Cada migrante traz consigo a própria cultura e, em Blumenau, os novos moradores se deparam com uma cidade marcada por costumes que remontam a colonização europeia, em especial a germânica e italiana. O município se orgulha das suas origens, presentes até hoje na arquitetura, culinária e festas, como a Oktoberfest e a Festitália. Por conta disso, os recém-chegados podem enfrentar dificuldades no processo de acolhimento e adaptação cultural.

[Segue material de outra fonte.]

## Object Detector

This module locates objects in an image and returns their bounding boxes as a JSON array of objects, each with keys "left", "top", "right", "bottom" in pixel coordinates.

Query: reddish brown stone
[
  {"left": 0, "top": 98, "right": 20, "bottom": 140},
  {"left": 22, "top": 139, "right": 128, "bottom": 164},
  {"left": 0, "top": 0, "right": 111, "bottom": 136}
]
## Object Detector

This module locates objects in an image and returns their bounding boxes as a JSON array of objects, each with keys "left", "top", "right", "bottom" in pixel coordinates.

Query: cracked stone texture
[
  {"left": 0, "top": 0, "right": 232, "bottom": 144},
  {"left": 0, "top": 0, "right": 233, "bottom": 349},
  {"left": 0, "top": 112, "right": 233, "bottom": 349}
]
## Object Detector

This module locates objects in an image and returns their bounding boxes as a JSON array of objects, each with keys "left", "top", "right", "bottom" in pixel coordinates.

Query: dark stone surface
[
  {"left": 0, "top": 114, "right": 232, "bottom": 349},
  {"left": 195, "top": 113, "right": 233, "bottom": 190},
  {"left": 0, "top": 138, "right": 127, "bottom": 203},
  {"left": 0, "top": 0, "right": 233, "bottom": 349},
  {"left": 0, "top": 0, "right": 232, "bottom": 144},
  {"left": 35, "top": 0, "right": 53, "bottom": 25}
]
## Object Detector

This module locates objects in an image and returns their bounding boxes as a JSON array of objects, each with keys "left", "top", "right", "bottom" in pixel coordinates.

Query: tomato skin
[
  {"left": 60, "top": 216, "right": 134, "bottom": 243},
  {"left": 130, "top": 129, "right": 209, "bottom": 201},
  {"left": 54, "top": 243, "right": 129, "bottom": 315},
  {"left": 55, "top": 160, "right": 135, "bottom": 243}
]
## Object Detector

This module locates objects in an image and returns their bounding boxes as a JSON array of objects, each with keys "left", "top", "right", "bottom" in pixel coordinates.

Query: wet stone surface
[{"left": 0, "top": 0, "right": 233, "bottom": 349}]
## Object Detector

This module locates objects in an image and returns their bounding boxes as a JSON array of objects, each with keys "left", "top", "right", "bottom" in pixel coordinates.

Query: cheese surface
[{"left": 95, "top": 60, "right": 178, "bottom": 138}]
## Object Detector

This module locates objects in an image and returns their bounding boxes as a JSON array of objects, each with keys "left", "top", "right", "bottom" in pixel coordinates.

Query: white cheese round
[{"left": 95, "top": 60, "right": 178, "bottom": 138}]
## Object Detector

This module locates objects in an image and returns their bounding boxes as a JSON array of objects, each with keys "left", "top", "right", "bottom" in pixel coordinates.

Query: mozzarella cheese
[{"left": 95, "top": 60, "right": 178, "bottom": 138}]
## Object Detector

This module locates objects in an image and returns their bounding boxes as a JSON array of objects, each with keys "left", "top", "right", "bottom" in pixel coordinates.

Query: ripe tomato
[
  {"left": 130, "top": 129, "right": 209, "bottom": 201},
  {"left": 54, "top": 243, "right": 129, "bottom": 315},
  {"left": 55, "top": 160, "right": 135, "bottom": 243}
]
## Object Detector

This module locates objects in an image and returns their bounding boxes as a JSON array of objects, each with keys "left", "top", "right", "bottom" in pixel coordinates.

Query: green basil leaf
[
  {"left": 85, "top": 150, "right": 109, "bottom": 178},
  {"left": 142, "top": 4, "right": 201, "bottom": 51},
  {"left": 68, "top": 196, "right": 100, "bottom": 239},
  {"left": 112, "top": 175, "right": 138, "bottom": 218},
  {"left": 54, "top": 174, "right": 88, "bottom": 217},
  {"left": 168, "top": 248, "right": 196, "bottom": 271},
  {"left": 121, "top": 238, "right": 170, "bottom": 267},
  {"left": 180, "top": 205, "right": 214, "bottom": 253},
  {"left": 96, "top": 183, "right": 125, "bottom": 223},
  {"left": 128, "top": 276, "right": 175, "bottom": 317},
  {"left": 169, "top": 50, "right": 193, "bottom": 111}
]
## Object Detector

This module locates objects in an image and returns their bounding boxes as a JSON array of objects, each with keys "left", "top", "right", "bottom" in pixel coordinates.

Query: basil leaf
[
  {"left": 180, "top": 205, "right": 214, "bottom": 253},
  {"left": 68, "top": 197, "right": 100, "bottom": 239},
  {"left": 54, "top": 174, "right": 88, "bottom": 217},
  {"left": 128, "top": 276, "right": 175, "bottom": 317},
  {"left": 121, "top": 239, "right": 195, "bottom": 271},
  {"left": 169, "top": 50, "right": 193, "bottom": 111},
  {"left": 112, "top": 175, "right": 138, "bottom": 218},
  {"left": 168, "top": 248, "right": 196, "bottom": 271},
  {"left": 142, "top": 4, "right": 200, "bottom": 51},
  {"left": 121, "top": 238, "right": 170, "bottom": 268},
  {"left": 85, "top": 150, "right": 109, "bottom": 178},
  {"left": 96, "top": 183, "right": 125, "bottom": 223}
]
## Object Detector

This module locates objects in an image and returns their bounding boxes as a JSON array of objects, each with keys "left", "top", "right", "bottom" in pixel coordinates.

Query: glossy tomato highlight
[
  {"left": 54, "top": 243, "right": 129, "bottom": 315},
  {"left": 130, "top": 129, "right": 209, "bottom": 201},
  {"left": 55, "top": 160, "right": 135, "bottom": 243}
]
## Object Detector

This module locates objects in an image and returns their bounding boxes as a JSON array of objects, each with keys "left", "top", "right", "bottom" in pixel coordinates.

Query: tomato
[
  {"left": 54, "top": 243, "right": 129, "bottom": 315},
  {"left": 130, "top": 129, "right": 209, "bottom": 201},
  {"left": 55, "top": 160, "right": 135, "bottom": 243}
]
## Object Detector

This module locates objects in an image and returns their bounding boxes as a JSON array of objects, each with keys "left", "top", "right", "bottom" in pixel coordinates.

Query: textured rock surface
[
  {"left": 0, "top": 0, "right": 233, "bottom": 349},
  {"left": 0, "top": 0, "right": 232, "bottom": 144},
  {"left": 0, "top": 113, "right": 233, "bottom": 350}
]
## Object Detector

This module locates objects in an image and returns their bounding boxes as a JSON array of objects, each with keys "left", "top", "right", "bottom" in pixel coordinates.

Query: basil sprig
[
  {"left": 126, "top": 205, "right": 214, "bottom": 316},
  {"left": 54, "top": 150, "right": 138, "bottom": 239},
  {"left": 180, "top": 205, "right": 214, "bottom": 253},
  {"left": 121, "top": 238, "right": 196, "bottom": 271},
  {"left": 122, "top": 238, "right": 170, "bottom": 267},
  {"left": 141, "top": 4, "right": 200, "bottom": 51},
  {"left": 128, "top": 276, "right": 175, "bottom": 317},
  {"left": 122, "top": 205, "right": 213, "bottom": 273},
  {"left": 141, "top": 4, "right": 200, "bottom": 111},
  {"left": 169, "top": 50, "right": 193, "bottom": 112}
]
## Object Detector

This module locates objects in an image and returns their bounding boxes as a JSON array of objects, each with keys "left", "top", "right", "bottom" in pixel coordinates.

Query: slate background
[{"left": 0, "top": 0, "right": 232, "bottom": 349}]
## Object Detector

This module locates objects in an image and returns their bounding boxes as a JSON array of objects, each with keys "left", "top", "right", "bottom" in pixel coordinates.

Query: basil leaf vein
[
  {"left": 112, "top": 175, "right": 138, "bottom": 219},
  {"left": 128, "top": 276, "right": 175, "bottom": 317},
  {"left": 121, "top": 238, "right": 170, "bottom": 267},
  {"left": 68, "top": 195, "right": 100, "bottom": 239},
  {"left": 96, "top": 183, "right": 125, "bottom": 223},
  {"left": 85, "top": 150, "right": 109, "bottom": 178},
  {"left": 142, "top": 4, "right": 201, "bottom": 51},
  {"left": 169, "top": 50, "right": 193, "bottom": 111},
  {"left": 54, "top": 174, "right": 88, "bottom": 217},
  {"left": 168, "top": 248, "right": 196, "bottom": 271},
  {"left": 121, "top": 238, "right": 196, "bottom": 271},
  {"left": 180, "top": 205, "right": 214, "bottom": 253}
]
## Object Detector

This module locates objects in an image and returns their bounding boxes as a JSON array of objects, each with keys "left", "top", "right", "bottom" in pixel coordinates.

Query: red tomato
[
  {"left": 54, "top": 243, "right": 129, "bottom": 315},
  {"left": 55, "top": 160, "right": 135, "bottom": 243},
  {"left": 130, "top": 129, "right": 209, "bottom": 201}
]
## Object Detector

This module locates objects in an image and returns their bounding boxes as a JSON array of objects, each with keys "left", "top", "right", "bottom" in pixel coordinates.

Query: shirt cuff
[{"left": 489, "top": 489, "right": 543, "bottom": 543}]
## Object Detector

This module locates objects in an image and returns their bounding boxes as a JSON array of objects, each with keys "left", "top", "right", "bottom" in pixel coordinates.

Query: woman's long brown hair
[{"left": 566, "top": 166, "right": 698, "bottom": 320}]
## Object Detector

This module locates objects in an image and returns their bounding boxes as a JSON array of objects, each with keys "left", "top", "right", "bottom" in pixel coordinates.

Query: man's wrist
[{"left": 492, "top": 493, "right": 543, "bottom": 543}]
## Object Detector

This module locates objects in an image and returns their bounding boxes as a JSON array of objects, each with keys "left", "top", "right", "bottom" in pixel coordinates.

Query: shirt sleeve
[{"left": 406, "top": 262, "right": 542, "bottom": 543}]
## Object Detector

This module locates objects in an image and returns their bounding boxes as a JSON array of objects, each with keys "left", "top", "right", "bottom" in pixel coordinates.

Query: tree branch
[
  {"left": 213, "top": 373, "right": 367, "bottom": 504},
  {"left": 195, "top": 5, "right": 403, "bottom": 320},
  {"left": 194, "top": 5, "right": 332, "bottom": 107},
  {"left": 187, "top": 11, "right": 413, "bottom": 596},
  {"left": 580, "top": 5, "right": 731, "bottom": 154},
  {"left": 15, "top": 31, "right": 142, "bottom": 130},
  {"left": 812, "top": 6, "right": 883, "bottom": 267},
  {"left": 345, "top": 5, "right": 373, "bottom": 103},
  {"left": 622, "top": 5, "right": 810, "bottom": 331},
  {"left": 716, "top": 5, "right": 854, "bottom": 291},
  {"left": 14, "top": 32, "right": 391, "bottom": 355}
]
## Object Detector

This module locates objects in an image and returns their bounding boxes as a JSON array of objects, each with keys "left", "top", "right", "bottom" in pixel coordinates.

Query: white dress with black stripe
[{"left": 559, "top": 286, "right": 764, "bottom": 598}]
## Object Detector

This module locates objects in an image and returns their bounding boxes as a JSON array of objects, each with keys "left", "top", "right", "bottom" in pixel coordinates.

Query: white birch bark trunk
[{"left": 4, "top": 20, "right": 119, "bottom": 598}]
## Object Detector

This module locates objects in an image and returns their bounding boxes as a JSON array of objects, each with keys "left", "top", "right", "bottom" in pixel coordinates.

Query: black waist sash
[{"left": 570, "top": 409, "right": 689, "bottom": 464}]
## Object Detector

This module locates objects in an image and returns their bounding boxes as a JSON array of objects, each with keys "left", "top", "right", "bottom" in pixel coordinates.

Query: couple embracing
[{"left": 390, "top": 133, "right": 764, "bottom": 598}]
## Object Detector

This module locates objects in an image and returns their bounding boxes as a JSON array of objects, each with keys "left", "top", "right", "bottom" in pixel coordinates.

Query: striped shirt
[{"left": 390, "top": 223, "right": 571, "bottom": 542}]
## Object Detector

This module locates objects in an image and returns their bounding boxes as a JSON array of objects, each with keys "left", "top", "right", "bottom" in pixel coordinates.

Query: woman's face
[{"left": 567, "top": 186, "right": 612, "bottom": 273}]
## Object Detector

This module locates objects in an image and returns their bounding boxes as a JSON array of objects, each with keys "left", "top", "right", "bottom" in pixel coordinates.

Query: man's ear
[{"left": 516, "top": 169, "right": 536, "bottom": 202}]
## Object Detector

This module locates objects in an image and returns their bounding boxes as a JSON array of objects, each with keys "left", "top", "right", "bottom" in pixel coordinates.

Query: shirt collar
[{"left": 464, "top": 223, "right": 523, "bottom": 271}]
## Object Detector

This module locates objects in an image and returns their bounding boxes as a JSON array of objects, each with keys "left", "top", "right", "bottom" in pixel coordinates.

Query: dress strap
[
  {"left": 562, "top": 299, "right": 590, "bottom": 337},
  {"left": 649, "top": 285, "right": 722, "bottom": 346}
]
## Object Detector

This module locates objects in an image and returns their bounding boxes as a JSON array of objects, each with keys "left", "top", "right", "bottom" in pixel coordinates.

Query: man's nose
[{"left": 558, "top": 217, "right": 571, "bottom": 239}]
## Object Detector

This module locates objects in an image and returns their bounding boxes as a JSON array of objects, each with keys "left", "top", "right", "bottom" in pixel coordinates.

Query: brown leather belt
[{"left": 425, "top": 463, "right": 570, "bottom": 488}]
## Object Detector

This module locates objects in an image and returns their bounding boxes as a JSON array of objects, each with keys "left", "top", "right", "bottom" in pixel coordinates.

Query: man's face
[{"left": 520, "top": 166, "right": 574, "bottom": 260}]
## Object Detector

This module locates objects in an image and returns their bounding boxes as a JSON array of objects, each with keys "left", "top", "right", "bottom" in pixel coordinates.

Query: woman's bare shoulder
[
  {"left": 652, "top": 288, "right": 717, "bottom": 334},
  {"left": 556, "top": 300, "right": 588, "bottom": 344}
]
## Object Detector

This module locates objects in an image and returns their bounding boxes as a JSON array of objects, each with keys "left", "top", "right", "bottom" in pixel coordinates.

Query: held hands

“Existe um medo do desconhecido aqui, é uma região que tem muito orgulho das suas origens. E quando pessoas que não se encaixam nesse padrão chegam, ocorre uma repulsa por parte do blumenauense”, comenta Ana Clara Souza, migrante do Pará e mestranda em migrações na região do Médio Vale do Itajaí.
Com isso, os recentes membros do município desenvolvem a chamada “identidade híbrida”, uma mistura entre os costumes e valores que trazem de sua cultura de origem com os do novo local onde se estabelecem. Segundo o sociólogo e professor da Universidade Regional de Blumenau (Furb), Maiko Spiess, ela acontece naturalmente, pois quando a pessoa está em um novo local, tende a ressaltar os traços da sua cultura original, os quais acabam ficando mais evidentes no cotidiano atual.
Com o tempo, alguns migrantes podem desenvolver a percepção de que não pertencem mais ao local de origem, mas tampouco se sentem integrados ao novo ambiente. Com isso, podem desenvolver sentimentos como ansiedade e tristeza. Foi o que aconteceu com o gaúcho Mateus Ribeiro. “Como eu não conhecia ninguém, a minha ansiedade piorava. Então, resolvia correr e por isso conheci alguns pontos da cidade, como o Parque Ramiro”, conta.
Achando suas “tribos”
O sonho de Mateus era ser bombeiro e soube que o Corpo de Bombeiros Militar de Santa Catarina (CBMSC) estava com um concurso aberto. Ele foi aprovado e encontrou sua “tribo” no trabalho. Lá percebeu que os socorristas têm essa visão de ajudar o próximo e o auxiliaram na adaptação à cidade.
As universidades também têm se tornado espaços de acolhimento para migrantes internos e internacionais. Estudantes vindos de outros locais relatam que a convivência acadêmica facilita a criação de vínculos e o sentimento de pertencimento.
Ana Clara Souza, mulher negra e migrante do Pará, é formada em Ciências Sociais pela Furb e está concluindo o mestrado. Para ela, a universidade foi o lugar onde conseguiu achar sua “tribo”. “O que me fez sentir pertencente a esse lugar foram as amizades que eu criei aqui. Com os meus amigos e os professores do meu curso eu me senti acolhida. Além disso, acabei conhecendo a minha namorada na instituição”, relembra.
O sociólogo Maiko explica que as comunidades de conterrâneos também são importantes nesse processo de adaptação “Ao fazer algo com pessoas que passaram pelo mesmo processo migratório, o novo morador cria um sentimento de conforto, segurança e solidariedade. Mas, paradoxalmente, faz com que elas sejam percebidas como um grupo a parte e muito fechado”, observa.
A presença de comunidades de paranaenses, gaúchos, paulistas, paraenses e de outros estados reforça a diversidade cultural da cidade, mas também evidencia os desafios da convivência entre diferentes identidades e costumes.
Para o gaúcho Mateus Ribeiro, para viver bem em uma nova terra, o mais importante é se manter autêntico ao local de onde veio. “Tenha paciência e não fique comparando a cultura daqui com a de casa”, aconselha.
Já a estudante Ana diz que é preciso ser firme. “Não abaixe a cabeça e ocupe os espaços que muitas vezes nos são negados. Precisamos discutir sobre o fato de que as pessoas vindas de outros locais que possuem traços racializados sofrem ainda mais preconceito. É necessário lutar para que os outros se sintam mais confortáveis”, afirma.